Nicht der Tumor raubt die Energie

(jb). Früher war man der Meinung, der Gewichtsverlust bei Krebspatienten gehe darauf zurück, dass der Tumor den Stoffwechsel so modifiziert, dass sämtliche Energie in sein Wachstum fließt. Das ist, so zeigen neuere Untersuchungen, wohl nicht der Fall.

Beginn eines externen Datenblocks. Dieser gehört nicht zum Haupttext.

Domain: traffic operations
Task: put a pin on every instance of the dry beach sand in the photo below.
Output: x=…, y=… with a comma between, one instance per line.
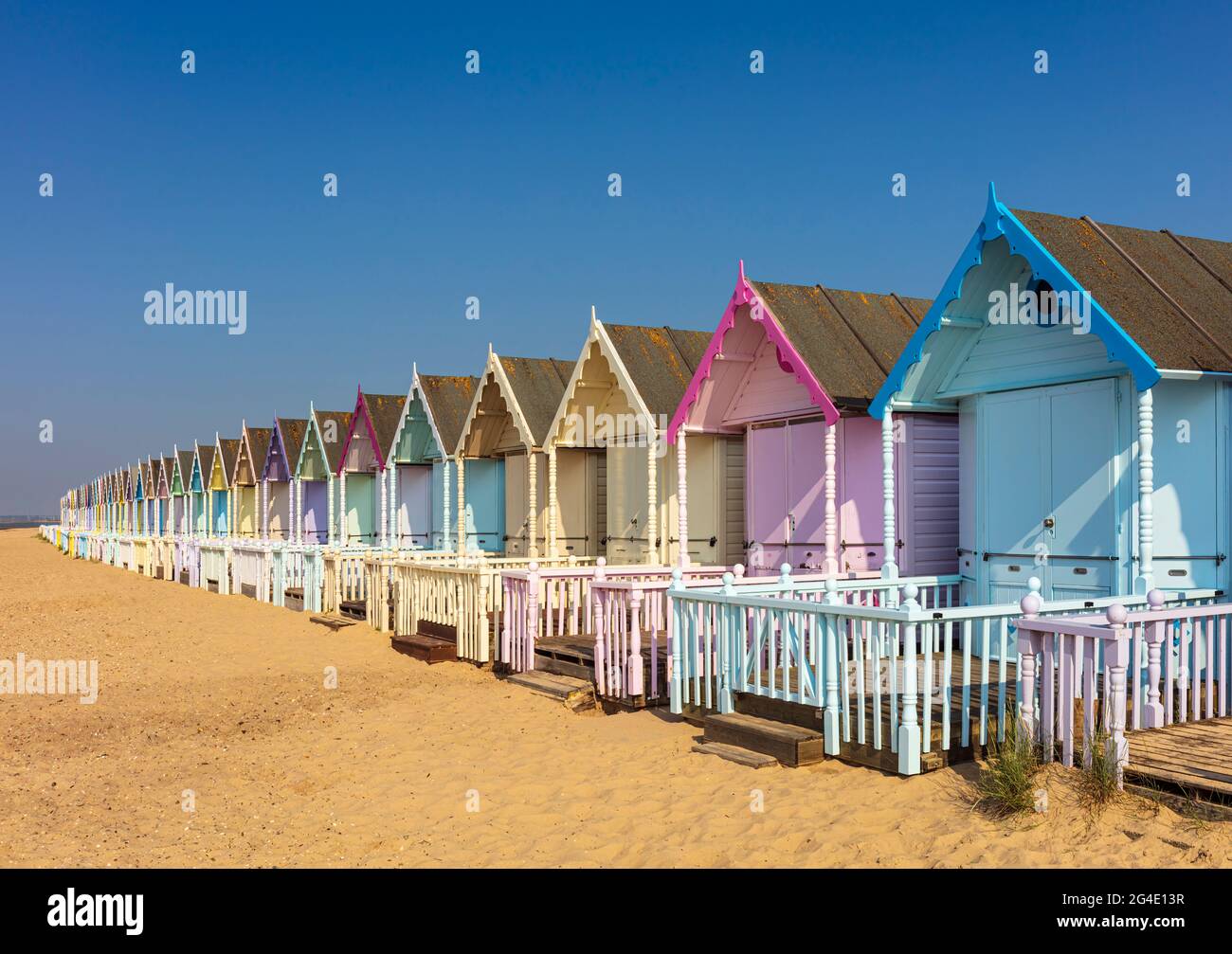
x=226, y=698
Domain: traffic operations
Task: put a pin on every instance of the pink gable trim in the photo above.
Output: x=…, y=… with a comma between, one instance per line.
x=360, y=409
x=788, y=358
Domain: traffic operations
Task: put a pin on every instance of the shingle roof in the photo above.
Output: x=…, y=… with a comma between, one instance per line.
x=385, y=412
x=661, y=361
x=206, y=452
x=1170, y=293
x=259, y=446
x=341, y=427
x=186, y=469
x=849, y=340
x=448, y=400
x=291, y=434
x=229, y=448
x=538, y=386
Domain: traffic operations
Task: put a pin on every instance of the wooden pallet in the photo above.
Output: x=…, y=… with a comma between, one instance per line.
x=426, y=648
x=1187, y=759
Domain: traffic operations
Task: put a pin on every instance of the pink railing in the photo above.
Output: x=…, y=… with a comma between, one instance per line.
x=541, y=603
x=1144, y=670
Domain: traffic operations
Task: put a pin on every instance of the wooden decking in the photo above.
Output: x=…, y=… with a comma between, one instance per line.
x=1189, y=759
x=575, y=657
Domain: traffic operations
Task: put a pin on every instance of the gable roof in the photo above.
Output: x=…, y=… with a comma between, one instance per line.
x=447, y=399
x=1157, y=299
x=1173, y=295
x=341, y=424
x=661, y=361
x=185, y=461
x=538, y=386
x=378, y=415
x=206, y=456
x=258, y=440
x=291, y=436
x=228, y=447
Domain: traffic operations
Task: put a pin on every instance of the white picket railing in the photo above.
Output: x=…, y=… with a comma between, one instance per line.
x=848, y=658
x=1144, y=669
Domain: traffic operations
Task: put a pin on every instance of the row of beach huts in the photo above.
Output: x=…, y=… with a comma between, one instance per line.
x=839, y=525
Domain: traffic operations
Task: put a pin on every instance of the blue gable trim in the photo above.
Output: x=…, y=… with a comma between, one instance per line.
x=999, y=222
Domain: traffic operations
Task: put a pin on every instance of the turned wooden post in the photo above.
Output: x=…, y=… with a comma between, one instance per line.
x=832, y=636
x=531, y=615
x=682, y=496
x=652, y=498
x=1116, y=657
x=908, y=724
x=890, y=560
x=1146, y=489
x=533, y=504
x=461, y=467
x=832, y=522
x=1152, y=711
x=553, y=513
x=343, y=529
x=1027, y=648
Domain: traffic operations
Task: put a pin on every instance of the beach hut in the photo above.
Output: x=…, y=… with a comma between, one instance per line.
x=611, y=486
x=429, y=436
x=420, y=471
x=776, y=448
x=226, y=451
x=320, y=455
x=364, y=492
x=254, y=444
x=510, y=416
x=202, y=495
x=167, y=511
x=131, y=477
x=1087, y=367
x=181, y=490
x=278, y=477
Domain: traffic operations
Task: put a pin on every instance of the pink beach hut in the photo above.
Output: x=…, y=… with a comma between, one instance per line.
x=785, y=385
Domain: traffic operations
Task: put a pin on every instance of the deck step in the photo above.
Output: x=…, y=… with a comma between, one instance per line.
x=791, y=745
x=426, y=649
x=573, y=693
x=734, y=753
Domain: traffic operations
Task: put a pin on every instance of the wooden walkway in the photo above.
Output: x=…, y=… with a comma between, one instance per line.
x=1191, y=759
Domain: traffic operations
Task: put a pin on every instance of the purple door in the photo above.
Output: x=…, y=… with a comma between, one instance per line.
x=767, y=497
x=805, y=468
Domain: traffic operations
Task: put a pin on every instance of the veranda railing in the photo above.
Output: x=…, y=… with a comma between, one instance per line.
x=1149, y=667
x=462, y=593
x=855, y=661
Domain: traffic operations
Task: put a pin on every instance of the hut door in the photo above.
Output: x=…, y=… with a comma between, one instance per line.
x=767, y=501
x=626, y=504
x=1083, y=534
x=1187, y=504
x=516, y=531
x=1047, y=492
x=414, y=505
x=575, y=500
x=859, y=497
x=805, y=467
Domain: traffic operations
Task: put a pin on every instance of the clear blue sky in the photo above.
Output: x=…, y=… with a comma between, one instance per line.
x=496, y=185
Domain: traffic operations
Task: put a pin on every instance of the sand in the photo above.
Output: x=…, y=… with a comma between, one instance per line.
x=444, y=765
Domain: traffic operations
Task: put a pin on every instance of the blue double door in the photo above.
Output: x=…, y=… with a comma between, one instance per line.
x=1051, y=490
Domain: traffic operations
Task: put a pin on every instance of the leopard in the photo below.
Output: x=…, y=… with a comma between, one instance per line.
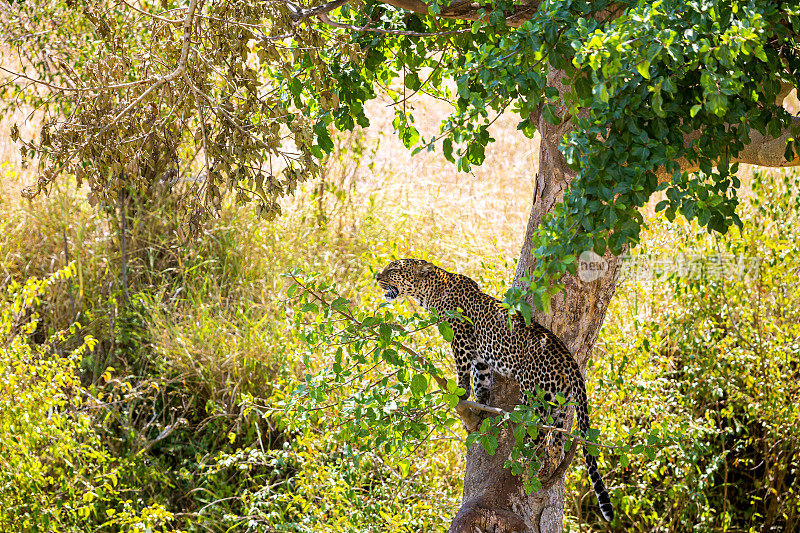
x=487, y=338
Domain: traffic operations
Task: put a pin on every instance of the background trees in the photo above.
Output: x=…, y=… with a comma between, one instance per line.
x=244, y=96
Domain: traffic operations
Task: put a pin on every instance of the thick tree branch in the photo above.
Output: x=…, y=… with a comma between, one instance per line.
x=763, y=150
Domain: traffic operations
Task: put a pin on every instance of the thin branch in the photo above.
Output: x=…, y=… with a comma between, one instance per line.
x=300, y=13
x=324, y=18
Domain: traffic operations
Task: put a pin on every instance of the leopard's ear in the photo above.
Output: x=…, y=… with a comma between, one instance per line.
x=426, y=268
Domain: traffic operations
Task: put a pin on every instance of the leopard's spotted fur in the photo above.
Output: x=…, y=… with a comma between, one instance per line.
x=532, y=355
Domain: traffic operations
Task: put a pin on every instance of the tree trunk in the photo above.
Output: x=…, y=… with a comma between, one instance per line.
x=494, y=499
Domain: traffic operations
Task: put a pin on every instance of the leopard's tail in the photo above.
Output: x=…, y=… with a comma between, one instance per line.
x=582, y=410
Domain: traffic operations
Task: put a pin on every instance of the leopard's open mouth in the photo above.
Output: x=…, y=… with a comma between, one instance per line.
x=391, y=292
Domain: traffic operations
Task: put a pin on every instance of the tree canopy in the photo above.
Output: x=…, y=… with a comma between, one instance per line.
x=664, y=95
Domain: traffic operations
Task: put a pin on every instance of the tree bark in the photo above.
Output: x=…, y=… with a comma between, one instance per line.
x=494, y=499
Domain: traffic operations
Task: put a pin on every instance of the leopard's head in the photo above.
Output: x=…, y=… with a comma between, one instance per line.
x=408, y=277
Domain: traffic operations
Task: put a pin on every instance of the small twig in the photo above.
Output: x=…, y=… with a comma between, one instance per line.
x=324, y=18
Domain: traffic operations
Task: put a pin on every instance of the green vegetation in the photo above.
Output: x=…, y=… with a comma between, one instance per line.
x=167, y=410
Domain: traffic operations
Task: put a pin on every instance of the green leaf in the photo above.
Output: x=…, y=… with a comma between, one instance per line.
x=385, y=333
x=340, y=304
x=446, y=331
x=644, y=69
x=292, y=290
x=419, y=384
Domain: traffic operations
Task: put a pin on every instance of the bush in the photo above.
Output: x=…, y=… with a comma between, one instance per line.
x=711, y=355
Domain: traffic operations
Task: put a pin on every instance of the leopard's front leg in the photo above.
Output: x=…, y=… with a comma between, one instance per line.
x=464, y=351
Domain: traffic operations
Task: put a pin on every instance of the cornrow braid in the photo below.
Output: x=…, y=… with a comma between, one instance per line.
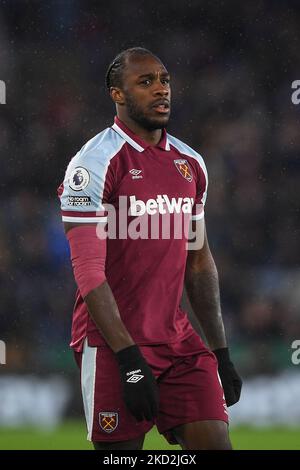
x=114, y=74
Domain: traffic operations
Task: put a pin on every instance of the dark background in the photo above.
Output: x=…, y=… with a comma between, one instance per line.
x=232, y=64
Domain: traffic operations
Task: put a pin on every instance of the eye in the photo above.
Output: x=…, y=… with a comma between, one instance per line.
x=146, y=82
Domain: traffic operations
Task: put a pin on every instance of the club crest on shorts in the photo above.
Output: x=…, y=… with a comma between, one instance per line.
x=108, y=421
x=184, y=169
x=79, y=179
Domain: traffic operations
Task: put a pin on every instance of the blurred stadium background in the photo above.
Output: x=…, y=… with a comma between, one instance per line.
x=232, y=65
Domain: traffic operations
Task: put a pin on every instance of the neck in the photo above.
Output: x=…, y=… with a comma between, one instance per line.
x=151, y=137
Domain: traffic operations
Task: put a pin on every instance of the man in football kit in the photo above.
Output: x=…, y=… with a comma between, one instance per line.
x=141, y=361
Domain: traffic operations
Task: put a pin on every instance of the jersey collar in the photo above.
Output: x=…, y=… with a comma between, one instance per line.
x=135, y=141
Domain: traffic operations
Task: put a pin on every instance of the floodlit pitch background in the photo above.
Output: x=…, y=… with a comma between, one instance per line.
x=233, y=65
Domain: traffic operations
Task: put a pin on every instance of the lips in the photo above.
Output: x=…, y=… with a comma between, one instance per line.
x=161, y=106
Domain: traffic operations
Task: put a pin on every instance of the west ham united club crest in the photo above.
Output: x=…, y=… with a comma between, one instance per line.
x=184, y=169
x=108, y=421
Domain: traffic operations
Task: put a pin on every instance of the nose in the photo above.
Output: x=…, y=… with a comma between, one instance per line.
x=160, y=89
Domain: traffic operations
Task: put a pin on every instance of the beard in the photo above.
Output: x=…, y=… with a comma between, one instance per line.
x=137, y=114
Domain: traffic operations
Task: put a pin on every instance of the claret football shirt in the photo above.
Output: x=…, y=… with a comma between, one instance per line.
x=143, y=195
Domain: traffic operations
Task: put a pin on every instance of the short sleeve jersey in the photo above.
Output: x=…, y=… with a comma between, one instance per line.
x=145, y=194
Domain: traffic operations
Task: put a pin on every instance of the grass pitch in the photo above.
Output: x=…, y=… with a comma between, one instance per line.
x=72, y=435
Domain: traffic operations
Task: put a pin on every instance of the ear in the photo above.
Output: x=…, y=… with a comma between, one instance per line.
x=117, y=95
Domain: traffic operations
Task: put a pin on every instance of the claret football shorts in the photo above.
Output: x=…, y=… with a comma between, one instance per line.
x=189, y=390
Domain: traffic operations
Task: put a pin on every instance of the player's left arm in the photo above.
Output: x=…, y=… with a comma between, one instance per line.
x=202, y=286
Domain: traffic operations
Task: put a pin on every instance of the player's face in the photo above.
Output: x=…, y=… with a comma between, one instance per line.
x=146, y=91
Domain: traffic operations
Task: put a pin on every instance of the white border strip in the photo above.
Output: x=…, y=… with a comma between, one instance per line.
x=88, y=378
x=127, y=138
x=198, y=216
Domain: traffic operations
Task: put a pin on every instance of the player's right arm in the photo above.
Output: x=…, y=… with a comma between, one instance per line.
x=87, y=185
x=100, y=300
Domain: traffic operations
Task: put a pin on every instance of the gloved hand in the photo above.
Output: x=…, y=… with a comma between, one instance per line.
x=231, y=381
x=140, y=390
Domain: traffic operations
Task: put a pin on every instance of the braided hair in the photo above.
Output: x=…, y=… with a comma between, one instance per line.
x=114, y=74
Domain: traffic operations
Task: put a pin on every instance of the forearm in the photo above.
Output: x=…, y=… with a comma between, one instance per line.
x=105, y=313
x=202, y=286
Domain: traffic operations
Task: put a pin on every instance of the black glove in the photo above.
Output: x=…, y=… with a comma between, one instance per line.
x=231, y=381
x=140, y=391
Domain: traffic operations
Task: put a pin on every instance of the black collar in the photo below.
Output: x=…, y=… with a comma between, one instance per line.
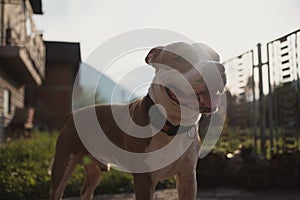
x=158, y=118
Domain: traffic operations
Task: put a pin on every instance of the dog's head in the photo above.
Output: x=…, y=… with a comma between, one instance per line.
x=199, y=65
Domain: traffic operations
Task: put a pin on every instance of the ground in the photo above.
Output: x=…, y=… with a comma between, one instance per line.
x=213, y=194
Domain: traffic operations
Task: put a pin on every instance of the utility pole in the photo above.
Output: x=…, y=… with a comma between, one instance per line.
x=261, y=104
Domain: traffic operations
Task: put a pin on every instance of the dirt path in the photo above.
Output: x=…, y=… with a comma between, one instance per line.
x=213, y=194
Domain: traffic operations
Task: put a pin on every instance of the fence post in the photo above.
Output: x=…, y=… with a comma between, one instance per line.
x=270, y=103
x=2, y=136
x=261, y=103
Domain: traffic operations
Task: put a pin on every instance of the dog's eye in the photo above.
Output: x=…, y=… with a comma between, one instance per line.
x=179, y=59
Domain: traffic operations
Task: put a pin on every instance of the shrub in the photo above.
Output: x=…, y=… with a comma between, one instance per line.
x=24, y=168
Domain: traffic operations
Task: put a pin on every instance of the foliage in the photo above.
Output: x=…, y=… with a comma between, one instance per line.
x=24, y=174
x=249, y=170
x=24, y=167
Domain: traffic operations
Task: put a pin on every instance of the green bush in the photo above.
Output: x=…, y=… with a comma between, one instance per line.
x=24, y=168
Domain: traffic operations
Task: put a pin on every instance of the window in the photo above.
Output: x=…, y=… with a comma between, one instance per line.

Kachexie wird für ca. 30% der Krebstodesfälle verantwortlich gemacht. Heidelberger Forscher haben nun herausgefunden, dass die Hochregulation eines bestimmten Gens in der Leber für die extreme Auszehrung verantwortlich ist. Ist das Gen hochreguliert, sezerniert die Leber kaum noch VLDL. VLDL transportiert Triglyceride zur Energiebereitstellung und -speicherung als Fettgewebe in die Peripherie. Wenig VLDL führt also zu erniedrigtem Triglyceridspiegel und schlussendlich zu einem Energiedefizit im Körper. Der reagiert mit Abbau von Körpermasse. Bisher konnte dieser Zusammenhang nur am Mausmodell und in Zellkultur gezeigt werden. Da das betroffene Gen als hochkonserviert gilt, ist es wahrscheinlich, dass diese Mechanismen auch bei menschlichen Tumorpatienten für die Entstehung der Kachexie mitverantwortlich sind.


Quelle: Jones A, et al. EMBO Mol Med. 2013 Jan 11. doi: 10. 1002/emmm.201201869. [Epub ahead of print].